Remember when the weak acid dissociates, it will form equal concentrations of the H+ ions and and weak conjugate base. Since we know the pH is 4, the concentration of the H+ is 110^-4. Likewise, since the A- ions are in the same concentration, their concentration is also 110^-4. Plug in the values:

Ka = [H+][A-]/[HA]
Ka = (110^-4)(110^-4)/(0.1)
Ka = 1*10^-7

511

Can someone also explain 55. which of the following is true? Answer: equilibrium vapor pressure of a liquid in a closed system is independent of the volume of the vapor pressure.

I was thinking that if vapor pressure was greater, then the liquid would be pushed down and would also have greater pressure, but why is that wrong?

512

@taw1020 How does 0.1mol of Zn=6.54g?

513

So how many total points are on this test if we need 72 points for a 5?

514

There are 100 total points @alldaboston

515

A solution containing HCl and the weak acid HClO2 has a pH of 2.4. Enough KOH is added to the solution to increase the pH to 10.5. The amount of which of the following species increases as the KOH is added?
(A) Cl-(aq)
(B) H+(aq)
© ClO2-(aq)
(D) HClO2 (aq)

Can anyone help me with this problem? I suck at these kinds of questions. :confused:

516

thanks taw… i guess we know who’s get a definite 5 :stuck_out_tongue:

could i get help with 23 on 2014, why is it not 2.4

517

@stemscholar
Vapor pressure involves two functions that are in dynamic equilibrium (it even says equilbirium in the problem):
(1) Escape of molecules from liquid phase to gas phase
(2) Re-entry of gas molecules to the liquid phase.

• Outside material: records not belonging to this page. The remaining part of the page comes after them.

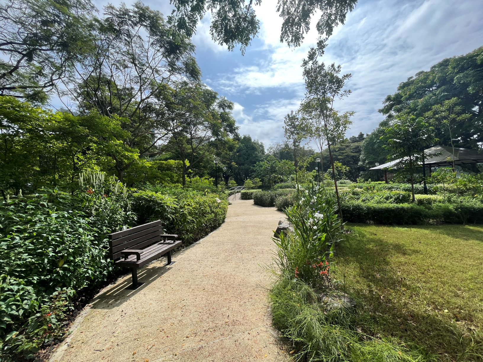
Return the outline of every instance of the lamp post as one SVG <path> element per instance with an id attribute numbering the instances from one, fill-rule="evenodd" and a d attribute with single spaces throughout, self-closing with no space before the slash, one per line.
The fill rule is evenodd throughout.
<path id="1" fill-rule="evenodd" d="M 218 188 L 218 163 L 220 162 L 220 159 L 218 157 L 215 157 L 214 159 L 213 160 L 214 162 L 214 185 L 217 188 Z"/>
<path id="2" fill-rule="evenodd" d="M 320 157 L 317 157 L 315 159 L 315 161 L 317 161 L 317 166 L 320 166 L 319 164 L 320 163 Z M 319 179 L 319 167 L 316 167 L 315 169 L 317 170 L 317 183 L 319 186 L 320 186 L 320 180 Z M 322 175 L 323 176 L 323 174 Z M 322 180 L 322 183 L 324 183 L 324 180 Z"/>

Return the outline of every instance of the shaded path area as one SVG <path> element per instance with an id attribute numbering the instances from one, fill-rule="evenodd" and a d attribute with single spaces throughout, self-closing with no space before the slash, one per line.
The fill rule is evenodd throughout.
<path id="1" fill-rule="evenodd" d="M 282 361 L 266 287 L 272 230 L 284 215 L 253 200 L 233 201 L 205 238 L 101 291 L 51 361 Z"/>

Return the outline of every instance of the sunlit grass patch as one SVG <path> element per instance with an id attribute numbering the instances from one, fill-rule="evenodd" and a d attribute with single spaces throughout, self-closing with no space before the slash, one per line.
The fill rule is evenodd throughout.
<path id="1" fill-rule="evenodd" d="M 352 224 L 336 278 L 370 334 L 441 361 L 483 359 L 483 227 Z"/>

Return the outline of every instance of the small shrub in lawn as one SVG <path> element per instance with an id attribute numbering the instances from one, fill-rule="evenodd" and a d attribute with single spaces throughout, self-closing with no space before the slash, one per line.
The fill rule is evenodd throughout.
<path id="1" fill-rule="evenodd" d="M 242 200 L 252 200 L 254 193 L 261 191 L 261 190 L 243 190 L 242 191 L 240 198 Z"/>
<path id="2" fill-rule="evenodd" d="M 417 205 L 432 205 L 434 203 L 444 202 L 444 198 L 439 195 L 414 195 Z"/>

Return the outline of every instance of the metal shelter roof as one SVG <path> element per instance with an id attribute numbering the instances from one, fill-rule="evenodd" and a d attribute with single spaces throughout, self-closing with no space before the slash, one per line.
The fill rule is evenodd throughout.
<path id="1" fill-rule="evenodd" d="M 446 146 L 435 146 L 424 150 L 426 166 L 450 166 L 453 165 L 453 150 L 455 153 L 455 164 L 463 165 L 483 162 L 483 153 L 469 148 L 456 148 Z M 399 158 L 390 162 L 371 167 L 370 170 L 380 170 L 398 168 L 397 164 L 403 159 Z M 422 167 L 422 162 L 416 160 L 417 166 Z"/>

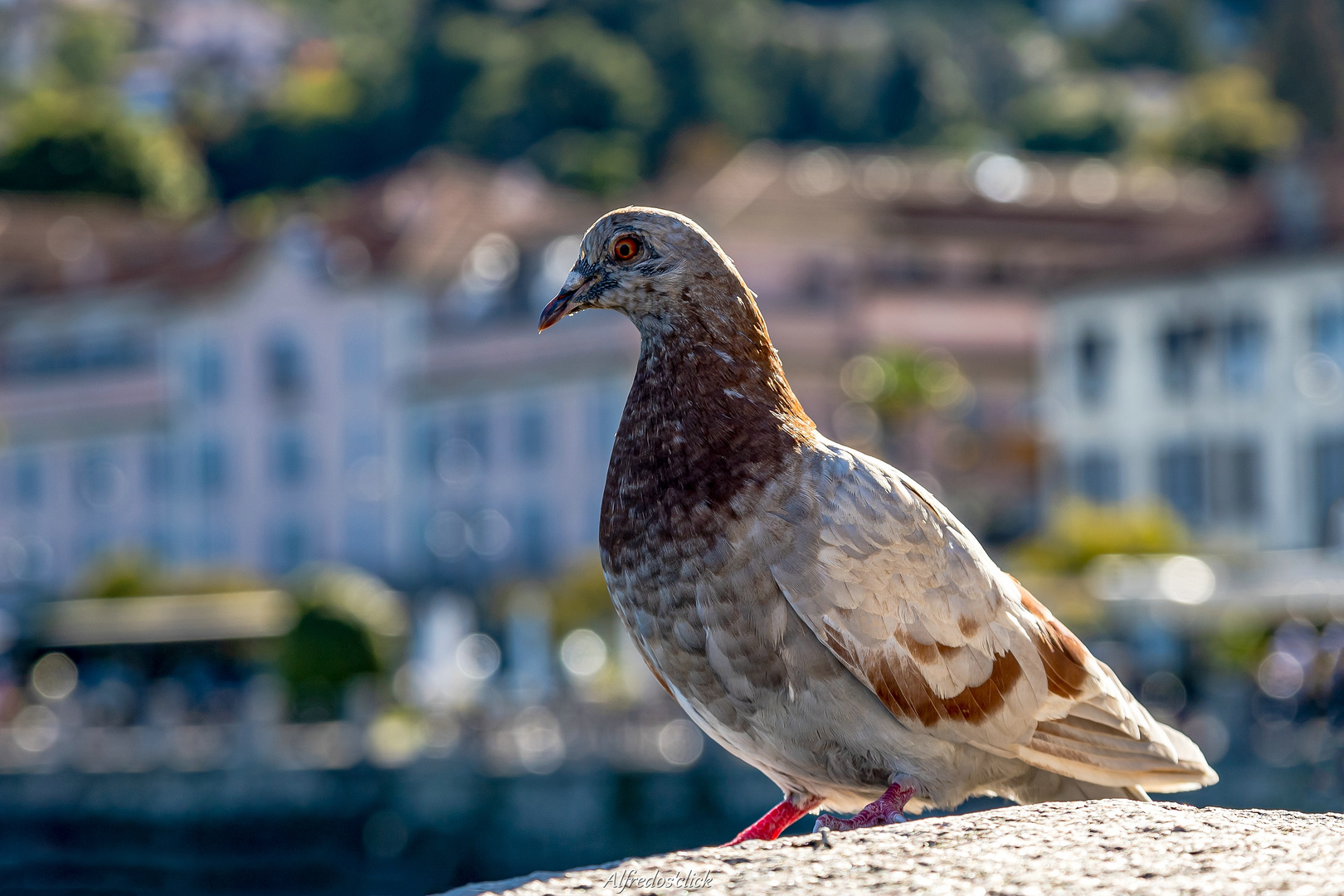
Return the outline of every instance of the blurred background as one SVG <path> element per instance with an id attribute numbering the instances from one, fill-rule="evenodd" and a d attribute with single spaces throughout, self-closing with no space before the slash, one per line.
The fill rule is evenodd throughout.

Like with reactions, changing the volume just causes the system to restore equilibrium.
Decreasing volume would increase the pressure of the vapor initially, but the system will restore equilibrium by the re-entry of gas molecules into the liquid phase.
Increasing volume would decrease the pressure of the vapor initially, but the system will restore equilbirium by the escape of molecules from the liquid phase to the gas phase.

518

Thanks @APScholar18

519

@bm1999 both calculations are done with an ICE (or RICE) chart. weak base with strong acid, most likely you will have to find the Kb and weak acid with strong base, probably Ka.
However, the CURVES are different, in that for weak-base and strong acid, you start off at a pH above 7, not all the way at 14, and then end at somewhere below 3 or 4 pH. you will have to see the halfway EQUIVALENCE point, to find out the pKa (pKa=pH at this point remember) and you might be asked to find Ka. for weak acid, strong base, it is the same thing, except you start somewhere above 2 for the pH and go all the way up to a 12-14 pH (indicating a very strong base). here you also find the halfway equivalence point to find the pKa, and then go to Ka.

520

22:

H2 is consumed with a ratio of 2:1 compared to CO2. For any reduction in CO, the reduction is twice for H2.

It was easier for me to do this problem if I used dummy values (based on the Kc value, they are way off, but it demonstrates the concentrations relative to each other while the system establishes equilibrium).
If .2 mol H2 were used, [H2] would be .8, [CO] would be .9, and [CH3OH] would be .1
checking this with the choices, the only one that aligns with this is B.

23: (not sure about this explanation)

What I think is that you use P1V1 = P2V2 to find the INITIAL total pressure. The system is now at that new pressure without having established equilibrium yet.
Since pressure increases, equilibrium shifts to the right (least number of moles)
When the system moves towards equilibrium, 1 mol of CO and 2 mol of H2 are consumed for 1 mol of CH3OH, reducing the total number of moles (change in moles is -2). Based on this, it can not be C or D.
But, since the K value of the reaction was so high, the change that results from decreasing the partial pressures of reactants is so minimal that it does not bring it below 1.2 atm again. So, the answer is B.